Timothy Miller, the owner and sole employee of Air Sorce-1, delivered a new furnace to Kelly Brannen’s home. Nick Hunckler lived with Brannen at the time and was home when the furnace arrived. Miller asked Hunckler to help him move the furnace to the basement, and he agreed. Huckler was at the top of the stairs and when he attempted to get a better grip on the furnace, sliced his hands on metal edges. His injuries required several surgeries and left him with continued impaired use of his left hand.
Hunckler sued Miller and Air Sorce-1 for negligence, and the trial court granted the defendants’ motion for summary judgment. It determined that Hunckler was a volunteer and applied the volunteer duty of care as stated in Thompson v. Owen, 141 Ind. App. 190, 218 N.E.2d 351 (Ind. Ct. App. 1966).
In Nick Hunckler v. Air Sorce-1, Inc., Timothy Miller and Kelly A. Brannen, 84A01-1405-CT-217, Hunckler argued that Thompson does not apply to him because the case at bar is not a premises liability case, as was Thompson. That case involved a man injured while helping a neighbor start her father’s lawnmower on her property. Judges John Baker and James Kirsch – the majority in this case – questioned whether even Thompson is binding precedent as it was decided by a split panel of the COA at a time when the panel was made up of four judges. But, they decided to adopt an approach used by Michigan that abandoned the volunteer doctrine and returned this area of the law to traditional agency and tort principles.

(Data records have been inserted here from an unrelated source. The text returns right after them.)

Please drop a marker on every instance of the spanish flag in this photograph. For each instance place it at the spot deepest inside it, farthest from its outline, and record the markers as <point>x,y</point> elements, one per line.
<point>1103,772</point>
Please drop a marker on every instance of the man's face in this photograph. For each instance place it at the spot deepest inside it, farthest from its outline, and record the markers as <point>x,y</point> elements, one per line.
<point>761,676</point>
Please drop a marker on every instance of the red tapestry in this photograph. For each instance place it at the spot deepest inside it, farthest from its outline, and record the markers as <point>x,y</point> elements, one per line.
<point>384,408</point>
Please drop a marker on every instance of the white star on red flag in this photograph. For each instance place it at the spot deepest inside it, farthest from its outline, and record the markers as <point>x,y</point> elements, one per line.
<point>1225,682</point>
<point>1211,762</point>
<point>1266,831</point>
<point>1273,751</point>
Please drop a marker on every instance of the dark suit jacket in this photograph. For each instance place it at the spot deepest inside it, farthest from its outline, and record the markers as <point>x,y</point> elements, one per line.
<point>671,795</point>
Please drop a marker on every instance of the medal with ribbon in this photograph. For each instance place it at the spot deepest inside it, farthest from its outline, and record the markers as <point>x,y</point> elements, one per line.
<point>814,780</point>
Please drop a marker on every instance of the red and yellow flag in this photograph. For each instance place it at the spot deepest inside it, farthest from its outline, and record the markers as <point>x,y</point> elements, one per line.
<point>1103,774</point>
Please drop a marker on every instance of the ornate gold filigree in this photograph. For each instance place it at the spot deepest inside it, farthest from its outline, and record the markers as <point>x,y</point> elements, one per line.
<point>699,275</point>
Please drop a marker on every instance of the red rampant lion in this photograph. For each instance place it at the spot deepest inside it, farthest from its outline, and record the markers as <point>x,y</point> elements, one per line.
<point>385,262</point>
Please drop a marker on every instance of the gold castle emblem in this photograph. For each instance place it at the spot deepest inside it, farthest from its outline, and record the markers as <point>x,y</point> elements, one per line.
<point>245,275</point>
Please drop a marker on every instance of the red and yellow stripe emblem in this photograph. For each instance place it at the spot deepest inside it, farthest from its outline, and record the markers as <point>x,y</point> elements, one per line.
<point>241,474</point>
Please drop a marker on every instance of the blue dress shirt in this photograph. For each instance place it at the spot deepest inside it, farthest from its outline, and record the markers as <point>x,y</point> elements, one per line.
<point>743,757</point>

“We will continue to rely on traditional tort and agency principles and, to the extent it was ever applied, abandon the volunteer doctrine. Therefore, it follows that ordinary negligence principles apply in the instant case. We find that there are genuine issues of material fact as to duty, causation, breach, and damages,” Baker wrote.
Judge Margret Robb agreed with her colleagues that summary judgment should be reversed, but wrote separately to address that the appeals court didn’t even need to discuss Thompson nor abandon the volunteer doctrine it espoused. It may not be binding precedent and the situation decided by Thompson is not the same situation as in Hunckler’s case.